Le diable est usé; le peuple n'y croit plus depuis longtemps, et les Flamands se raillent de lui, qui lui font jouer du violon avec un soufflet de cuisine et une cuillère à pot pour archet. L'esprit moderne l'a dépouillé de sa défroque et de ses accessoires de convention. Au diable le diable!
Il n'en est pas de même de la Danse des Morts; jusqu'à la fin de l'humanité elle restera actuelle, et plus d'un artiste reprendra le thème du grave Holbein.

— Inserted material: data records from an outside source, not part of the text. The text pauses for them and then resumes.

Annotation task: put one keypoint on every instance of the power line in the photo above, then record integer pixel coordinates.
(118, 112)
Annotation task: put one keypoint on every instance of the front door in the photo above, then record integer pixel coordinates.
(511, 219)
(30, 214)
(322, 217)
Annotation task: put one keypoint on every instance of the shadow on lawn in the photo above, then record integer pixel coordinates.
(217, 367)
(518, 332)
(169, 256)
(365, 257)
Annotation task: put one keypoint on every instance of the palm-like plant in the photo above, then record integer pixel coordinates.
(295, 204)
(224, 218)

J'ai beaucoup songé au Roman de Renart pendant la guerre de 1870. Dans les manœuvres des Allemands, dans la politique prussienne, je retrouvais le même esprit de ruse qui circule à travers le poëme: on comprend l'enthousiasme excessif qu'excite encore Renart en Allemagne.
III
Dans un ordre inférieur et cher aux archéologues, à commencer par Monteil, qui eût laissé un livre d'un intérêt bien plus considérable, si ses patientes études avaient été éclairées par les dessins et les monuments originaux qui passèrent sous ses yeux, toute une histoire nouvelle est à faire des mœurs et des coutumes et payera de ses efforts celui qui aura la patience de confronter les édifices religieux et civils avec les manuscrits historiés.

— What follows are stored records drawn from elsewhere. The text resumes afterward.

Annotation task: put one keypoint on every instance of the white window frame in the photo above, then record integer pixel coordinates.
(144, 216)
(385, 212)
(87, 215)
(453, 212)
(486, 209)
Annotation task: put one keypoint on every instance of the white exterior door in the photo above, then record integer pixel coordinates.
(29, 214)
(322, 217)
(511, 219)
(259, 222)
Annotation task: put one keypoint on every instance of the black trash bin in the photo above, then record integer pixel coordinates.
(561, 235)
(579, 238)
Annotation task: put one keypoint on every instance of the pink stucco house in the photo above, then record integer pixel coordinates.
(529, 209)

On pourrait presque se passer de science, comme la vieille dont parle Villon:
Femme je suis, pauvrette et ancienne,
Qui riens ne sçay, onques lettres ne leuz;
Au moustier voy, dont suis paroissienne,
Paradis painct où sont harpes et luz
Et un enfer ou dampnés sont boulluz.
Lung me fait pour, l'autre joye et liesse.

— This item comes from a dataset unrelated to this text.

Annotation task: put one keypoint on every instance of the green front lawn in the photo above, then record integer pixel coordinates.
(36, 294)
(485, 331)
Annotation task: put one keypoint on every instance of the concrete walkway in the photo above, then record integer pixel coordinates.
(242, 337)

Toute la vie du passé se déroule vive, claire et animée, grâce à la sculpture et à la peinture. Il ne faut que du temps pour l'y chercher, beaucoup de temps. J'en ai dépensé le plus qu'il m'était possible, en me rendant compte de la bande de desiderata que traîne après elle toute œuvre d'érudition.
Toutefois je me sentais poussé par les esprits qui ont soif de science: «Nous avons en France, en Angleterre, en Allemagne, écrivait l'un d'eux, des savants, des académies entières qui travaillent et qui veillent dans l'espoir de découvrir le sens d'anciens caractères cunéiformes, runiques, etc.; mais aucun de ceux-ci, que je sache, ne s'occupe de déchiffrer la pensée déposée par nos pères dans ces milliers de figures qui étonnent les artistes modernes par leur aspect étrange et leur nature complexe[2].»